J’ai exprimé début février devant l’Assemblée nationale la position du gouvernement. L’accord entre Areva et le Niger doit refléter un équilibre entre les considérations de viabilité économique de l’exploitation des mines d’uranium et les demandes légitimes du Niger à renforcer ses recettes fiscales pour favoriser son développement. C’est une avancée importante au regard de ce qu’ont pu être les positions de la France sur ce sujet dans le passé.

Le pacte de responsabilité annoncé par François Hollande ne devrait-il pas s’accompagner d’une contrepartie pour les multinationales françaises présentes dans les pays les plus pauvres ?

Cela fait partie du débat. On peut en effet imaginer que la responsabilité sociale et environnementale puisse trouver sa place dans la discussion autour du pacte de responsabilité. Rien n’est cependant arbitré puisque les processus sont en cours. En tout cas, certains députés écologistes et socialistes proposent que cette responsabilité sociale et environnementale mondiale au Sud soit l’une des contreparties figurant dans le pacte.

Que devient la programmation budgétaire dans la loi ?

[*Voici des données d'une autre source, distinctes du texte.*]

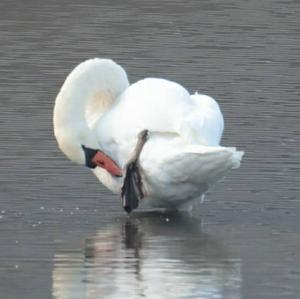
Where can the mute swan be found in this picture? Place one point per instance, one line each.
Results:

Nous avons inscrit dans la loi le fait que la France maintienne son engagement de principe à consacrer 0,7 % de son revenu national brut à l’aide publique au développement (APD). Nous n’y sommes pas, mais l’APD est passée, entre 2012 et 2013, de 0,45 % à 0,47 %. Nous connaissons une stabilisation, ce qui, compte tenu du contexte budgétaire, est un choix politique fort consistant à ne pas faire payer notre crise aux plus pauvres de la planète, à celles et ceux qui vivent – ou survivent – avec moins d’un dollar par jour. À titre d’exemple, nous nous sommes réengagés pour les trois prochaines années dans le Fonds mondial contre le sida, le paludisme et la tuberculose, dont nous sommes le deuxième contributeur mondial à hauteur de plus d’un milliard d’euros.

Parmi les orientations, les financements innovants comme la taxe sur les transactions financières (TTF) ont leur place. Celle-ci sera-t-elle étendue, notamment aux produits financiers dérivés ?

Selon la Commission européenne, les recettes de cette taxe des onze pays qui ont donné leur accord politique pour l’appliquer peuvent s’élever jusqu’à 35 milliards d’euros par an. Je me bats pour que l’assiette des transactions couvertes soit la plus large possible et qu’elle inclue le maximum de produits dérivés. Je défends le principe qu’une part significative des recettes de cette taxe soit affectée au développement et à la lutte contre le changement climatique. C’est la position de la France, répétée à plusieurs reprises par le Président. C’est un combat déterminant et il ne faut pas céder au lobbying de l’industrie financière.